Now I could try and draw some conclusions about all of this: the gloomy worldviews, the apocalyptic endings. Bring in the financial crash. But, after all, my Festival was not the same as anyone else’s, and what I saw probably says more about my taste in films than some global trend. So it’s probably best to end our Glasgow Film Festival coverage with a second opinion. Our contributor Matthew Turner was also in Glasgow and this is his report on the Festival and his favourite film. Brace yourself.

Matthew Turner writes…
One thing I have to say about this year’s Glasgow Film Festival – it had an absolutely phenomenal hit rate. I saw 30 films over the course of 9 days and only one of them disappointed (I’m not saying which one – it doesn’t seem fair). Also, the fact that the GFF cherry-picks the best films from other festivals meant that it had at least three films (Evolution, Anomalisa and High-Rise) that will almost certainly feature in my Best of 2016 list. Personal highlights for me this year included getting to see Julien Duvivier’s 1946 thriller Panique (surely an influence on Vertigo, what with its climactic roof-top chase and dangling-off-the-gutter scene) and a thoroughly enjoyable Disney double-bill of Lady and the Tramp (a treat on the big screen) and Zootropolis (which a friend memorably described as “a Richard Scarry neo-noir”). So. My Glasgow Top Five:
5) Dheepan
4) Man vs Snake
3) Experimenter
2) Sing Street
… and my favourite film was April and the Extraordinary World, a French animated steam-punk adventure based on a graphic novel by Jacques Tardi, who also wrote the source material for The Extraordinary Adventures of Adele Blanc-Sec (my favourite fim of 2010). Set in an alternate universe where steam is the main source of power because the world’s greatest scientists were all kidnapped before they could invent things like electricity, the film focuses on April (voiced by Marion Cotillard), the daughter of a pair of missing scientists, and her talking cat, Darwin (Philippe Katerine), who find themselves plunged into an adventure involving a pair of talking lizards who plan to take over the world.

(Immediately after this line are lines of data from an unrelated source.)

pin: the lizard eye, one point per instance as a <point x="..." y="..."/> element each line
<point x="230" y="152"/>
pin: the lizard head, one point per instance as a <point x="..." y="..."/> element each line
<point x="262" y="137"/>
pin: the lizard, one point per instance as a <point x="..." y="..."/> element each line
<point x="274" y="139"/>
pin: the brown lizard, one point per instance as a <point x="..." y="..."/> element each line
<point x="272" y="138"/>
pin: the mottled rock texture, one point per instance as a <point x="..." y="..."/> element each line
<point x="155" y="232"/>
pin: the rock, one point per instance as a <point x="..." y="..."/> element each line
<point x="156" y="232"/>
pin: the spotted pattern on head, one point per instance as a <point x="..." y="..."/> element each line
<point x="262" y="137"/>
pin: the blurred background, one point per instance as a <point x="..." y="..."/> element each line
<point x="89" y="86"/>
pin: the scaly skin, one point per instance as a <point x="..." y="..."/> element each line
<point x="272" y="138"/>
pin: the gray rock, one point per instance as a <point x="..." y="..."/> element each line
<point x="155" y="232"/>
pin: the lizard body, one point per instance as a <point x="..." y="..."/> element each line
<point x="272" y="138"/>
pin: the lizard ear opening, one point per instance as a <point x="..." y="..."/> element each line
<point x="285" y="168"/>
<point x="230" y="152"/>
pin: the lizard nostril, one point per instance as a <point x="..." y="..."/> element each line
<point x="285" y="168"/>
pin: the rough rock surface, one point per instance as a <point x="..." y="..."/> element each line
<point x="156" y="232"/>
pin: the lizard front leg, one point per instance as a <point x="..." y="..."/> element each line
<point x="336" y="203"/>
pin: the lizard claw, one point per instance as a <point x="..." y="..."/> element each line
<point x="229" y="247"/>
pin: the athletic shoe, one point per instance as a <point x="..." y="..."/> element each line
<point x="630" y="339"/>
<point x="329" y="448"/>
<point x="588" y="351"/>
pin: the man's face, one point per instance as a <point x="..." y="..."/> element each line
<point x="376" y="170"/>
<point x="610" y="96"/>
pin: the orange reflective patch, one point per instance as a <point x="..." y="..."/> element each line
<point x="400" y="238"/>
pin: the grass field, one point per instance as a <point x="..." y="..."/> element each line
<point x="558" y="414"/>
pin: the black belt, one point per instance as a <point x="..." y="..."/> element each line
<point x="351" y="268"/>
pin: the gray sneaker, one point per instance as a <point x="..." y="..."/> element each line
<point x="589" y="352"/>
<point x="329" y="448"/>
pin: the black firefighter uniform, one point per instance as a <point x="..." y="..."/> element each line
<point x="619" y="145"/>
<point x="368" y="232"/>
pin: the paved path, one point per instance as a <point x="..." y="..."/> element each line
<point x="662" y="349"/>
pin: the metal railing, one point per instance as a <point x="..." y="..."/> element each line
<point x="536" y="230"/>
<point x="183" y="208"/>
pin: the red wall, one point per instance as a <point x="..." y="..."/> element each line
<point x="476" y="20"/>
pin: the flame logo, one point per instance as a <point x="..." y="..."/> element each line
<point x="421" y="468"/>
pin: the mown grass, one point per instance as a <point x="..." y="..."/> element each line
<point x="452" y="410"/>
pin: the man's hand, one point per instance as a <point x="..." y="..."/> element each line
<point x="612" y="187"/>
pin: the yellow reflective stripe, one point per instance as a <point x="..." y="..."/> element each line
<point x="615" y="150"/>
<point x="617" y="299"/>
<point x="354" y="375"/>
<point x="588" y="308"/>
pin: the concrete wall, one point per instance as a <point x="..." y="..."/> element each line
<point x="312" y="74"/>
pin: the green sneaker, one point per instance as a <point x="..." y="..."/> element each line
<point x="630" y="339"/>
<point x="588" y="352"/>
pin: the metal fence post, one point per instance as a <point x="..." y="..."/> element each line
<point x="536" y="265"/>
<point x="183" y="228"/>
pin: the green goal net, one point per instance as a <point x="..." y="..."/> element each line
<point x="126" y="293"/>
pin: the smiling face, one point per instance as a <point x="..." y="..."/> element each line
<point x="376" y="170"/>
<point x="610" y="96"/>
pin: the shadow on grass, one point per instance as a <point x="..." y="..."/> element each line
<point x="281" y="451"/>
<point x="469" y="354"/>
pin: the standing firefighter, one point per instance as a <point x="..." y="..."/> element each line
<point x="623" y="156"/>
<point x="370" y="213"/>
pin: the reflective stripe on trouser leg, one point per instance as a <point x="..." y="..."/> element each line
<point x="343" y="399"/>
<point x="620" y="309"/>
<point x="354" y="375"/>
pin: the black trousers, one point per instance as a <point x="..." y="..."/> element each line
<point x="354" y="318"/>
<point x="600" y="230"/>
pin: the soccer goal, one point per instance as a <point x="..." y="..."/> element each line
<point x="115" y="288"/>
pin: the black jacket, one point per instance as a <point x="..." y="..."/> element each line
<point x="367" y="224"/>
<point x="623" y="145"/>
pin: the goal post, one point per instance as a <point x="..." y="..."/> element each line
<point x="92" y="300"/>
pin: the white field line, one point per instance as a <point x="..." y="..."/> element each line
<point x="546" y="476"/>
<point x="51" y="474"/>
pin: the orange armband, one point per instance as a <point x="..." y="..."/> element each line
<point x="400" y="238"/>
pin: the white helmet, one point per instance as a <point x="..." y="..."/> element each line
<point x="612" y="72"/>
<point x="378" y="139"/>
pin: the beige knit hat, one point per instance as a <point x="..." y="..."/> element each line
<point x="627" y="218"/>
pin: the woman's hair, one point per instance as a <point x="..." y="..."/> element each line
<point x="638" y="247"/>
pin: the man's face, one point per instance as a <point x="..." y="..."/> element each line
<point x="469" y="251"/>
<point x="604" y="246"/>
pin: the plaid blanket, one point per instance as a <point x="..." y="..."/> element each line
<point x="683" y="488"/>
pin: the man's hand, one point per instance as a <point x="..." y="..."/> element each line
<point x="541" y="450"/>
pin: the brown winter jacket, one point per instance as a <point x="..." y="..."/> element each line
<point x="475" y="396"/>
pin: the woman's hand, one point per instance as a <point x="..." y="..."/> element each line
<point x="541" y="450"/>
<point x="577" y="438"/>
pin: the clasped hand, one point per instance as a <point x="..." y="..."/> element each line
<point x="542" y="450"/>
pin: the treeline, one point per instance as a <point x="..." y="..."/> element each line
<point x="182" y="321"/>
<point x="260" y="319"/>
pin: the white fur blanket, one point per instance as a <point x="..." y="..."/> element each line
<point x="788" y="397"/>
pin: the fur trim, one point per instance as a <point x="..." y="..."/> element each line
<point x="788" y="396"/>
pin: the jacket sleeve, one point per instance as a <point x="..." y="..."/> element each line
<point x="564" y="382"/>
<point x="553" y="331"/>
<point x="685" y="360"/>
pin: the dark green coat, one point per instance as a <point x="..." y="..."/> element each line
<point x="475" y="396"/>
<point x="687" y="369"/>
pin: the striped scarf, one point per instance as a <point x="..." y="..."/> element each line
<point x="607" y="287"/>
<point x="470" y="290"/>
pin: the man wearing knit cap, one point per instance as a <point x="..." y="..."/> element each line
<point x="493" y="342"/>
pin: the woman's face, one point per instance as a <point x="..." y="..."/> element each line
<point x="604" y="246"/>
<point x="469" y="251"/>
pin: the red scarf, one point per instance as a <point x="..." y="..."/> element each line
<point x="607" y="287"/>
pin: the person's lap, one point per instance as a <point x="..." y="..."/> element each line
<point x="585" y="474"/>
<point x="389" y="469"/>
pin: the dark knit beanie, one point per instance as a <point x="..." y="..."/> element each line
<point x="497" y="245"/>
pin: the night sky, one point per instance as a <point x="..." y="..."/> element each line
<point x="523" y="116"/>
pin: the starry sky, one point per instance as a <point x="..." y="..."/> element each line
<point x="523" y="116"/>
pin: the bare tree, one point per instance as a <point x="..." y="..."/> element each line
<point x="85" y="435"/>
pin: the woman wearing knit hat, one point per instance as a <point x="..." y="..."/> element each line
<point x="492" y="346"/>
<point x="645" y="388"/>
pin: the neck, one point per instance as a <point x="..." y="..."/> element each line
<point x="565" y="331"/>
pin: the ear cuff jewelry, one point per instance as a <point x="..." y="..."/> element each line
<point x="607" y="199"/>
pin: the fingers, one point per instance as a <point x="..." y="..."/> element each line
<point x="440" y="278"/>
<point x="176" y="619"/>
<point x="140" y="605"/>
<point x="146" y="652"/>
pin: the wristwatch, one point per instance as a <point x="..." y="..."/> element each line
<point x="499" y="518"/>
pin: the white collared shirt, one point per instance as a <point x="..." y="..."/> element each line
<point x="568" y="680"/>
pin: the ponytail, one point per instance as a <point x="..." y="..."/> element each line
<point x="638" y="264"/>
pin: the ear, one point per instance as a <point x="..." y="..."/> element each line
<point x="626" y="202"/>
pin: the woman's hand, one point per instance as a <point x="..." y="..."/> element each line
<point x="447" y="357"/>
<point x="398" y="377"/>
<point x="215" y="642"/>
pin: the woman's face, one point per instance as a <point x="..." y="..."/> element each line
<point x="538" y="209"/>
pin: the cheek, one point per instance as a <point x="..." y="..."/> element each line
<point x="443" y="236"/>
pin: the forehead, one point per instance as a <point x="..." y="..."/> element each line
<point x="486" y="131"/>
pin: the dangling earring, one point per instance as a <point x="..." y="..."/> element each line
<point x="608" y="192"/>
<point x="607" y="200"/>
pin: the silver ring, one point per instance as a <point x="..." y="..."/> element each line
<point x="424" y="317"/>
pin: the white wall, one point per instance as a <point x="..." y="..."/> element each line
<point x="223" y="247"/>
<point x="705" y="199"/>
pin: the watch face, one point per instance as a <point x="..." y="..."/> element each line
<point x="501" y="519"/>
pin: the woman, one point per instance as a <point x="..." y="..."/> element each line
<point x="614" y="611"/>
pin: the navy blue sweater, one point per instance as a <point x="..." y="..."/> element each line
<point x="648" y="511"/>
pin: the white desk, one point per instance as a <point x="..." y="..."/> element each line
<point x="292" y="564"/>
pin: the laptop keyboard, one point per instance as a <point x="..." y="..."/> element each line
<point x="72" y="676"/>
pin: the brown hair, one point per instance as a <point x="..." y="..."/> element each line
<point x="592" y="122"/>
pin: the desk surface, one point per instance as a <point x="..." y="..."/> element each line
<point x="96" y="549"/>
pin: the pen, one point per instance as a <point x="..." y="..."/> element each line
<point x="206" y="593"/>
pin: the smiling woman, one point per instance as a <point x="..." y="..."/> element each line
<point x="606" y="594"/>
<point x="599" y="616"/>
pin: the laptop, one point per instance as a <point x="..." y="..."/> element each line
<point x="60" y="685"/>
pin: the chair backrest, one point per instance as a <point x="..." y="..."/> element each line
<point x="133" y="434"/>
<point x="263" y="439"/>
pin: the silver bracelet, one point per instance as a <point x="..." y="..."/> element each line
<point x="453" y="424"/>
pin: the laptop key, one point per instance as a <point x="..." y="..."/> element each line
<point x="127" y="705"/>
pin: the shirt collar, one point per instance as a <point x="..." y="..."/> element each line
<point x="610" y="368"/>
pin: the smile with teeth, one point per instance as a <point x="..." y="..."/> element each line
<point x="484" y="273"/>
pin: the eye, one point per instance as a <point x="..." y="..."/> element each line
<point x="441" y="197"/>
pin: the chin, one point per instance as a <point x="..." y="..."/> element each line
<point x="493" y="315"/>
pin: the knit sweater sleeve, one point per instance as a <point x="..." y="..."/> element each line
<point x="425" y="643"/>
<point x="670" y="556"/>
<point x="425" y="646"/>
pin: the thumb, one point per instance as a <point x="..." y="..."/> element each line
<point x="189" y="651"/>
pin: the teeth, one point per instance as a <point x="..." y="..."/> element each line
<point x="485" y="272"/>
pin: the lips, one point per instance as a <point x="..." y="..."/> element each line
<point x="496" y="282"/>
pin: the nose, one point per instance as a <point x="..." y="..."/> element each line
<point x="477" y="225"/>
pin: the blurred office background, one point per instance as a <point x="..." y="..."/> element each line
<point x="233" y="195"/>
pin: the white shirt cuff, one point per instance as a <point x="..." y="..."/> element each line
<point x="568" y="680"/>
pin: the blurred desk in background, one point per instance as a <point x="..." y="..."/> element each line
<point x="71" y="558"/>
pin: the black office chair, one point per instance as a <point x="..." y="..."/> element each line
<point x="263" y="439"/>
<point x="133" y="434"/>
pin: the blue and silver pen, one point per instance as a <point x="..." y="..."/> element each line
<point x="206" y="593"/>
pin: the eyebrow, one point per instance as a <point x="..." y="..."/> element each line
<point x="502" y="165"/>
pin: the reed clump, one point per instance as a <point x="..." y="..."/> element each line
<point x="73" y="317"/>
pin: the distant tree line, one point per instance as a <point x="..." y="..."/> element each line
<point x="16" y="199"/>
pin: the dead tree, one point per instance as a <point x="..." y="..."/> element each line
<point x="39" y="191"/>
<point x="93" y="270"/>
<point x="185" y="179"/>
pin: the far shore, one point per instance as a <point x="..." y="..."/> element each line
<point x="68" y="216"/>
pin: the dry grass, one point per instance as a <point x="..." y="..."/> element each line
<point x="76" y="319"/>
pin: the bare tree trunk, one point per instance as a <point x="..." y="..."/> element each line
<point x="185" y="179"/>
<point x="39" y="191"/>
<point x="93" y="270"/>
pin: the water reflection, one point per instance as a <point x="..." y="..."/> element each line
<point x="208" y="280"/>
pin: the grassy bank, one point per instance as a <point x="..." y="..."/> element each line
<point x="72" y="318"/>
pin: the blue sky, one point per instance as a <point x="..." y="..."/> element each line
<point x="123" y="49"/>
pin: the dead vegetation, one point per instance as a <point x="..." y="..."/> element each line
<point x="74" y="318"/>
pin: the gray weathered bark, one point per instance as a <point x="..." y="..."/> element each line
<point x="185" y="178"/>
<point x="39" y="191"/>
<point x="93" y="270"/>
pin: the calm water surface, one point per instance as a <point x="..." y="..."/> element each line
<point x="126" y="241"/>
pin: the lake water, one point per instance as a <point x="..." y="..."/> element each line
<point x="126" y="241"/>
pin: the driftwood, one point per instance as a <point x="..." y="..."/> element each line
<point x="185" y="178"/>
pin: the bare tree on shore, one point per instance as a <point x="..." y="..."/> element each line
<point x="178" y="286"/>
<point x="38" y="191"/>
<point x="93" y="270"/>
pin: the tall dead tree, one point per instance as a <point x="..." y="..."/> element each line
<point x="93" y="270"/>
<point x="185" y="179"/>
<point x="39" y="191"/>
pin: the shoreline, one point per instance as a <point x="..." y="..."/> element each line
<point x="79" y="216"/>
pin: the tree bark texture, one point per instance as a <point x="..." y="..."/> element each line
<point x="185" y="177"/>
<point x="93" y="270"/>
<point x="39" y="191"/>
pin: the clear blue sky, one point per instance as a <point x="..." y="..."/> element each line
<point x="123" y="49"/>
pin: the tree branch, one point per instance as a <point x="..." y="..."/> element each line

Co-directed by Christian Desmares and Franck Ekinci, the film features gorgeous hand-drawn animation (mimicking Tardi’s “clean line” style) and is packed full of wit and invention, as well as a multitude of delightful visual touches, such as steam-powered gramophones, a house that escapes on robotic legs or the fact that Eiffel built a second tower, turning the two towers into a steam-powered cable-car station for the Paris-Berlin route. In fact, it’s probably the most fully realised depiction of a steam-punk universe I’ve ever seen on screen, and every frame is filled with clever little details.
On top of that, the characters are complex and interesting (even the lizards’ master-plan actually makes a lot of sense) and the film delivers proper old school adventure-style thrills, whether it’s daring escapes, dramatic rescues or laser-fights with an army of trigger-happy lizards in robo-suits. I can’t wait to see it again.